We are lucky to have change come looking for us lately. Tunis and Cairo and Yemen, and the brave public space crowdings in that part of the world, and Wisconsin too... We've been shown what it takes. These people break through the advertising, the guns, the fake monarchies. They break through to their own commons and stand there and shout there, taking the dare of freedom.

There's a clue for us in how this flood of humanity roaring down to the commons in the center so resembles the floods of fire and wind and water in nature's uprisings...

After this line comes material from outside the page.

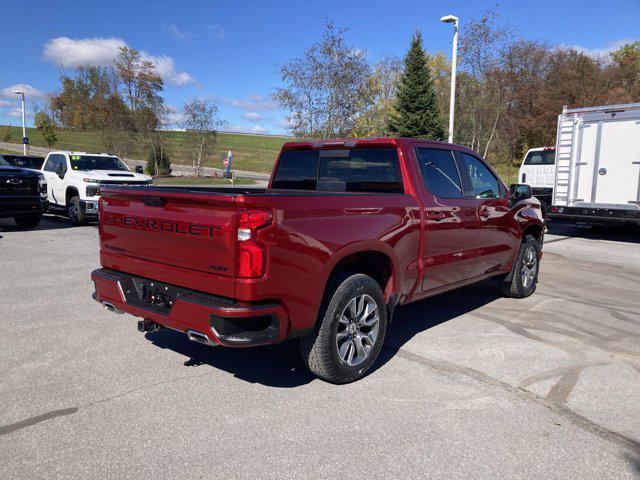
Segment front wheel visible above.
[67,197,87,227]
[300,274,387,383]
[501,235,540,298]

The choir and I rode and biked to a field on Saturday, a lovely field of shore dunes and ravines in East New York, sometimes called Brownsville. The place has an uncertain future. It is slated for development and over the years communities gathered to make a plan. They imagined a friendly kind of town with smaller businesses and space for walking, for schools and playgrounds. Now the billionaire mayor and his friends are arranging for an addition to the plan: They want to plop a big Walmart box in the middle of the community plan.

Of course we can rise up indignantly and have all the right reasons for doing so. The bad jobs, the mono-culture of the sweatshop store, all the traffic and the death of bodegas and longtime local shops. This Walmart, the first in NYC, could be righteously opposed by all of us. But that won't be enough to stop it. We all sense this. Saturday, we stood in the field and admitted to ourselves that our activism won't succeed if it re-cycles the old issues and copies the activism of the past. Oh, we dream, will always dream of re-creating Selma or Stonewall or the Berlin Wall. But our movement now will have to have its own life. In fact, the movements that have created change in the past had their own strange newness then. We will have to walk through counter-intuitive risky-weird actions and it might not seem very connected to those famous heroic events of the past.

We wondered Saturday -- is this Earth, this worn-out looking field we're standing in, would it connect with us somehow? We called out to it. We knew this lonely field, surrounded on all sides by sprawl, was as complex as any personality. We felt its power, even if it was a site for old detergent bottles and beer cans and the treads of dune-cycles, just an afterthought of a vacant lot. We knew that our ability to save the community plan from the world's biggest retailer and the corporate mayor would somehow come from teaming up our lives with the life of this place.

Standing in that field, we made a promise on an intuition, not knowing precisely how it would work out. We start by letting some parts of the community plan enter the field ahead of schedule, while the lawyers continue their fight. Make that playground. Make a contest -- make music, make films here in this field. Find the old-timers who grew up here. And there are neighborhood children, of course, that use it as a secret place of adventure. So the stories come back. From the dunes, it seems like this was shoreline once. You can sense that the ocean was here.

If we save the life of this field, it will be because the field saved us. If we really believe in this field of change, then what we do in resistance to police and bulldozers won't be a question of bravery, or ego or correct-thinking. Imagine what we can do.